While much of the press corps took Bush’s comments at face value, the eminent Jonathan Yardley, former book critic for The Washington Post, suggested the president was rejecting his WASPy heritage by rejecting broccoli. Wrote Yardley, perhaps sardonically, perhaps not:
The essence of WASP cookery — talk about oxymorons! — is undercooked meat accompanied by overcooked vegetables, with no sauces more sophisticated than hollandaise or beef gravy. The vegetables of choice, if choice is the word for it, are beans and peas and spinach and broccoli; they follow each other in a rotation that is observed as faithfully as any ritual of the Episcopal Church, and with approximately as much joy.
This is because the principal lesson of WASP cookery, the lesson taught at preparatory schools from Maine to Virginia, is that life is to be endured, not enjoyed.
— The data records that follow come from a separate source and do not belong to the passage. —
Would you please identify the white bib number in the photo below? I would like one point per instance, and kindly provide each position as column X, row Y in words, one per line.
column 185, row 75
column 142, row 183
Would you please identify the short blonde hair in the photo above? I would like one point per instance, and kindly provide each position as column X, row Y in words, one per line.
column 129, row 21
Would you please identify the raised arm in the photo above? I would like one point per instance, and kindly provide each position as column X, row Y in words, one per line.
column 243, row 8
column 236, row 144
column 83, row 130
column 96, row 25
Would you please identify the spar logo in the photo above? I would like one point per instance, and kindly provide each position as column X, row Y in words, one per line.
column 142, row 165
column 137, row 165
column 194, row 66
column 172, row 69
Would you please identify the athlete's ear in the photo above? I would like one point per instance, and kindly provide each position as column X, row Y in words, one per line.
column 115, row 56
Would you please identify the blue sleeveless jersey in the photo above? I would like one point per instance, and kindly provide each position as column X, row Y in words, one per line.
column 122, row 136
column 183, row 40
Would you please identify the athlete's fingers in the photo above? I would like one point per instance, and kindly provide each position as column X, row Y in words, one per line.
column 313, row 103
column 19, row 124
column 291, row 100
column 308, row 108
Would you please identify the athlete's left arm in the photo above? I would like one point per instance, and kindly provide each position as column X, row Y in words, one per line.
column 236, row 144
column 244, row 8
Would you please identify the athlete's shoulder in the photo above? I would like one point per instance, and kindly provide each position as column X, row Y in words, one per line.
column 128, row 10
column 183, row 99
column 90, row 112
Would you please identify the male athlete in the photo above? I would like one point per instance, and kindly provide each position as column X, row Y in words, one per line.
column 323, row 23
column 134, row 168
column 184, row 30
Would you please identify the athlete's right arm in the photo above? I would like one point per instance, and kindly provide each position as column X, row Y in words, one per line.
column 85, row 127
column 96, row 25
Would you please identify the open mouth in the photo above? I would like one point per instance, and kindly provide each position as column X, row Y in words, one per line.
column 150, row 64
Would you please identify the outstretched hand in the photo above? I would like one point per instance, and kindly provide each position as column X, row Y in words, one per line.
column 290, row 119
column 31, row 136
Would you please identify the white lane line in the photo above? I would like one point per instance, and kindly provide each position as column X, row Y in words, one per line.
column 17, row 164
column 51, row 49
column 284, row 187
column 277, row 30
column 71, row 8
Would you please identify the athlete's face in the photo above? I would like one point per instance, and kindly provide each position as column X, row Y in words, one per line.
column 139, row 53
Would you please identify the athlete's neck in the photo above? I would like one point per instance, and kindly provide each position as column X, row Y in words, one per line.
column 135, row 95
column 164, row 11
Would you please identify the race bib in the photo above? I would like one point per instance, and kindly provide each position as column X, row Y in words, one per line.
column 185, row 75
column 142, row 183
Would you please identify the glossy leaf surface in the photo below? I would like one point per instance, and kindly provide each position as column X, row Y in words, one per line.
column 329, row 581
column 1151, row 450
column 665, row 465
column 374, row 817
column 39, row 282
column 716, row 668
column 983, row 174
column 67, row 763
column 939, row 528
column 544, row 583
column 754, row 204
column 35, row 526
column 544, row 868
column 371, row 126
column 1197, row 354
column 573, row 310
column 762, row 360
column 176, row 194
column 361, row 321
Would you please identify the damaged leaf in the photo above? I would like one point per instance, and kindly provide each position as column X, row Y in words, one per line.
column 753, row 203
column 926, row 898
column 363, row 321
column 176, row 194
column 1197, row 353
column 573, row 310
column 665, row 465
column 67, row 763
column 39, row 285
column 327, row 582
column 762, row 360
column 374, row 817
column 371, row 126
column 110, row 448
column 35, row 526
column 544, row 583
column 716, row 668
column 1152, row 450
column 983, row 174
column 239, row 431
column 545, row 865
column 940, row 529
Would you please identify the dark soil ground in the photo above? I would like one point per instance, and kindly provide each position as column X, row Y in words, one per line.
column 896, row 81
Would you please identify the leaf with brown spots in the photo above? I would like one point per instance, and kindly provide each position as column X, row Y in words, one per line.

Certain outsiders may think of the WASP existence as privileged and desirable — how else to explain Ralph Lauren? — but insiders know it as a lifelong hair shirt, donned the day Mummy first says, “Eat your floating island, dear,” and worn until the day when you chew your last bite of brown Betty and the shadows of evening enfold you . . .
Why do you eat it? Because you are a good little WASP and you do what Mummy told you to do. I eat broccoli once a week. I hate broccoli, but once a week I take a deep breath and eat it. I eat it on pasta, I eat it under a sauce of butter and mustard and capers, I eat it all mixed up with chicken and soy sauce and other wonders of Chinese cuisine — but any way you cook it, any way you slice or dice it, any way you crunch or munch it, it’s still broccoli, and I still hate it. Yet I keep right on eating it, and no doubt will continue to do so after they deposit me in the great broccoli patch in the sky.
But there may be other lenses through which to view Bush’s distaste for broccoli. A Texan by way of New England prep schools and Yale University, Bush easily slipped into the meat-and-potatoes (more like barbecue and white bread) bravado of the Lone Star State. To men of his generation, vegetable bashing was something of a sport, akin to calling someone’s manhood into question if he dared to prefer a bowl of greens over a flame-grilled steak, a marbled hunk of meat that arrived on your plate only after the toil of tough, bloodstained men on ranches and in slaughterhouses.
Yet even in the early 1990s, Bush was the one increasingly out of step with his fellow Americans, who were consuming more broccoli than ever. In a March 1994 story for the New York Times, the respected food writer Molly O’Neill noted that Bush, in denouncing broccoli, was “dismissing the taste of the incumbent generation.”
“American consumption of broccoli has soared, from 187 million pounds a year in the early 50s to five times that today,” O’Neill continued. “And this could not have happened without the approval of the generation responsible for America’s culinary revolution — the baby boomers.”
Fast forward almost 20 years to a Kids’ State Dinner in 2013 when President Obama told the gathered young ones that his favorite food was — you guessed it — broccoli. Then again, the dinner was hosted by first lady Michelle Obama, whose White House garden was a universal symbol for the kinds of healthy and locally grown foods that could help America’s children shed some extra pounds. Obama could not have mentioned hamburgers and pork chops — two of his faves — anymore than he could have said kids need to watch more TV.
But even Obama’s alleged endorsement — and the growing consensus that vegetable consumption is better for the environment than meat consumption — couldn’t persuade Bush to give broccoli a second chance. Nor could a 5-year-old named Cooper who wrote the former president a letter in 2016 that read in part: “Mr. President, broccoli is really good for you. I wish you liked broccoli like I do.”
Bush replied via his Twitter account, flashing his famous sense of humor and his usual intransigence on broccoli.
“Proud of young Cooper’s interest in healthy eating,” the president tweeted. “His declared love of broccoli is genuine, if also unpersuasive.”